Charlie Russell was a tad more than "pretty good". Russell was probably the only western artist who portrayed the Indians he drew and painted exactly as they existed in his time and in their culture. Much of the detail in his work is as true-to-life as it would have appeared in a photograph. Most other "western artists" (i.e. Frederic Remington) portrayed Indians and Indian culture the way they thought their work would appeal to buyers who had never seen an Indian. Russell drew and painted what he saw or had seen; not what he thought would sell. (Actually, it was Russell's wife who developed the business and tried to make poor Charlie quit giving it away for drinks in the bars in Great Falls.)
Here's an interesting story about Russell's work that was told to me a long time ago. Some time back in the '50's or '60's after one of the expansions of the Russell Museum; several days before it opened to the public they held a private showing for the elder representatives of the various Indian Nations. Many of the tribes were represented at the event, such as the Blackfoot, Sioux, Cheyenne, Crow, Nez Pierce, the Salish & Kootenai, etc.
The Great Falls collection highlighted Charlie Russell, but had been expanded to feature many other western artists. The person who told this story, Carling Malouf (1916-2007, UM Anthropology Prof) was present, and specifically mentioned the inclusion of some of Remington's work. (One of Malouf's areas of research was Plains Indians.)
Malouf observed throughout the evening that the old men and women would gather in small groups in front of Russell's Indian portrayals and examine them for long periods of time. They would talk quietly among themselves while pointing out the detail of the subject, such as the location, clothes, decoration and paint, the armament, the headdresses or the markings on the horses. He said they would move from drawing to painting and repeat the process. Malouf also noted that when the old ones came across drawings, paintings or bronzes by other artists (such as Remington), they would glance at it and move on in silence, treating it as nothing more than an interesting curio.

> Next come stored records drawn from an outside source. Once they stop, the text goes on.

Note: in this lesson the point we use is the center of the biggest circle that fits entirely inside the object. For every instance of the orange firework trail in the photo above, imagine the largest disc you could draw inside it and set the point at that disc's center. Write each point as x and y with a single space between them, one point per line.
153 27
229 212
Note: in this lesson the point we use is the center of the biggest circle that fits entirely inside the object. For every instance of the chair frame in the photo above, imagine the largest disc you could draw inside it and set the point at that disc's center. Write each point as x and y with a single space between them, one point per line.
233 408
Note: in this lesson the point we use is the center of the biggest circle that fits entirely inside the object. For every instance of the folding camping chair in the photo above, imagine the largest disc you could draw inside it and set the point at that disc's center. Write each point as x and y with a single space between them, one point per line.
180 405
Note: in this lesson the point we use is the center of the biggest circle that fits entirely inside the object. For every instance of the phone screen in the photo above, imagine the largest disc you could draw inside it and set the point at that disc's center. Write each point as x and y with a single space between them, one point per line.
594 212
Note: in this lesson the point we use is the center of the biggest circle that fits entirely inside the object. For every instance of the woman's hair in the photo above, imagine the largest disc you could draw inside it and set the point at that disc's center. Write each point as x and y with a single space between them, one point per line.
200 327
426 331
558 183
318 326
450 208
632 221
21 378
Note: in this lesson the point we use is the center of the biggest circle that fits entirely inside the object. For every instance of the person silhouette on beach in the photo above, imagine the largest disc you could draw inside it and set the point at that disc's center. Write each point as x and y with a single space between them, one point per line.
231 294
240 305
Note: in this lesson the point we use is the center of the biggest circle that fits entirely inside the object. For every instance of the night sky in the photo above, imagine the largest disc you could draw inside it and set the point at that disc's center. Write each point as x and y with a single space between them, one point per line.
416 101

Malouf felt that the old Indians were attracted to Russell's work because they recognized themselves and their culture and it was relevant to them and their history. The work by other artists was more abstract or inaccurate and held no meaning for them.
Charlie Russell was a Master and is the most important artist of his time, from the standpoint of historical accuracy. His talent becomes even more exceptional when you consider that much of his work was done from memory. Not bad for a guy who was a permanent fixture at the Mint Bar.